Funding opportunities

Identification of hESC-mediated molecular mechanism that positively regulates the regenerative capacity of post-natal tissues

Funding Type: 
New Faculty I
Grant Number: 
RN1-00532
Principle Investigator: 
Funds requested: 
$2 246 020
Funding Recommendations: 
Recommended
Grant approved: 
Yes
Public Abstract: 
The tissue regenerative capacity deteriorates with age in animals and in humans, leading to the loss of organ function, which is well exemplified in skeletal muscle, but is poorly understood in molecular terms. Our recent work uncovered that factors produced by human embryonic stem cells have a unique ability to enhance the regenerative responses of organ stem cells, dedicated for tissue maintenance and repair, be they young or old and located in young or old organism. This proposal seeks to understand the molecular mechanism of this novel phenomenon, which is two-fold important: in expanding our knowledge of the stem cell biology and in developing entirely novel embryonic stem cell-based therapeutic applications that do not have the side-effects associated with immune rejection. Importantly, this uncovered enhancement of tissue repair is conserved between mice and humans , which allows use of an animal model for identifying these therapeutically-relevant human factors and greatly facilitates the pre-clinical data collection, interpretation and translation to clinic. The main goals of this Proposal are to identify the embryonic pro-regenerative factors, to understand their mode of action and to validate their efficiency for enhancing and rejuvenating repair of injured and pathological tissues in an animal model. Notably, using the infrastructure of [REDACTED] the data generated by this work will be quickly disseminated to [REDACTED] clinicians and will be applied through Clinical Affiliates Program for clinical studies and human trials. Identifying these embryonic stem cell-produced pro-regenerative factors will help counter the loss of tissue maintenance and repair in the old, generally and not just in skeletal muscle, and will be of immediate therapeutic value without a need for “humanization” and without the risk of immune rejection. Additionally, for muscle wasting caused by diabetes and immobility, and in Duchenne/Becker and Limb-Girdle myopathies, these factors will boost the performance of satellite cells struggling to repair continuous myofiber deterioration, thus countering degeneration and improving organ function.

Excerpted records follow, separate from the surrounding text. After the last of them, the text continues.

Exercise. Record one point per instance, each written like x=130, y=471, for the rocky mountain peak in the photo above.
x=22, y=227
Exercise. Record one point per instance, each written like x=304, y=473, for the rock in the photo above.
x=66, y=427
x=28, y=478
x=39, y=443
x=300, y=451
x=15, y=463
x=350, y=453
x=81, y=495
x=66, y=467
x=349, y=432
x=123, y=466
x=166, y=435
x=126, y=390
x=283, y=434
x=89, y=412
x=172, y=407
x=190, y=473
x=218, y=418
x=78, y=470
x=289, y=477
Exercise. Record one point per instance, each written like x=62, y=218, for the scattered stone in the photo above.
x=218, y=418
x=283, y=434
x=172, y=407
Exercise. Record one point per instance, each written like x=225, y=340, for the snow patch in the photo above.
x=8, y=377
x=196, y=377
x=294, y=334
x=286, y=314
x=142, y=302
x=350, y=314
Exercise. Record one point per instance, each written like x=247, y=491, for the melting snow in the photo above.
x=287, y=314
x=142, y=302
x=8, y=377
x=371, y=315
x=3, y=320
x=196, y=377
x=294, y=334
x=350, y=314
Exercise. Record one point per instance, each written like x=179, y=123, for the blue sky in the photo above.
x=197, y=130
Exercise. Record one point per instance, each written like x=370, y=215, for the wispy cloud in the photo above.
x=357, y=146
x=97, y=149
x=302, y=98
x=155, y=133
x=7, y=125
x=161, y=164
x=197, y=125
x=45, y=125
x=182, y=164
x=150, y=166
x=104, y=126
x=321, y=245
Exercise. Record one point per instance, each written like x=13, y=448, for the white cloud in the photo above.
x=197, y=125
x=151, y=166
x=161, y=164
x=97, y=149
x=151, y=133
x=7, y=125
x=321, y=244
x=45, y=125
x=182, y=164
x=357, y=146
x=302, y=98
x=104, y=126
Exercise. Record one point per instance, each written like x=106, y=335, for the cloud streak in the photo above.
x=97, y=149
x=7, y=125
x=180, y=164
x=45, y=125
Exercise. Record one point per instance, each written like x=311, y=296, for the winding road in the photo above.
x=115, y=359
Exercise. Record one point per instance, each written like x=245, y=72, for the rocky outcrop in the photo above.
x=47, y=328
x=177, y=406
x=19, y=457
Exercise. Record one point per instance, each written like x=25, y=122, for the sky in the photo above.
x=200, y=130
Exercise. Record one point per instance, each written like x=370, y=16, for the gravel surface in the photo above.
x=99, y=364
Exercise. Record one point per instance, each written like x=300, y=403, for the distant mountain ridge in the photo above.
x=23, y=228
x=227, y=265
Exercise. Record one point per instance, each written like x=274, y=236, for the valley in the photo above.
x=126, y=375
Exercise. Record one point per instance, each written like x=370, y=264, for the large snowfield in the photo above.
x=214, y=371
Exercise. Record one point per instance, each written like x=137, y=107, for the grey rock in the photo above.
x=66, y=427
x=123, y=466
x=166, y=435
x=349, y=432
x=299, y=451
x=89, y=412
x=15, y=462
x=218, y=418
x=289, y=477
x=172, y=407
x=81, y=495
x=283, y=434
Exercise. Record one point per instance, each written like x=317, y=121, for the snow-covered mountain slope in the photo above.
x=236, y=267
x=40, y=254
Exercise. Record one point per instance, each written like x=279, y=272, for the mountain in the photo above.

Statement of Benefit to California: 
Degenerative diseases in which the bodies capacity to regenerate new tissue can no longer keep up with tissue death is a major problem for society in general and for State of California in particular. The lack of tissue repair that eventually leads to the loss of organ function is undeniable and devastating trait of aging that causes many degenerative disorders, exemplified by Parkinson’s, Alzheimer’s and muscle atrophy. Therefore, Californians with life-long skills, expertise and invaluable knowledge can no longer contribute to society and do not enjoy life fully. In recent years biologists and clinicians realized that practical therapies would only emerge when the balance between the regenerative and the degenerative processes were properly understood in biomedical terms. Comprehensively, the proposed research seeks to uncover novel evolutionary conserved molecular regulation that is mediated by human embryonic stem cells and promotes regenerative capacity of postnatal stem cells (likely, generally and not just in skeletal muscle). Qualified scientists from underrepresented minorities will be involved with this academic and translational stem cell project, hence allowing expand the representation of all Californians in the cutting-edge biomedical research. This proposal describes steps to rejuvenate stem cell responses in the old and to rescue tissue repair in people suffering from debilitating degenerative diseases. The outcomes of this work will insure that the health prognosis is significantly improved for older Californians, especially those afflicted with degenerative disorders, and that the results of these studies are translated as rapidly as possible to the clinical setting where their practical benefit can be fully utilized. Thus this work seeks not only to improve the quality of life for our older citizens, but also to reduce the health-cost associated with treating currently incurable degenerative diseases. The developing therapies will be immediately applicable for all Californians irregardless of their ethnic background, gender or age.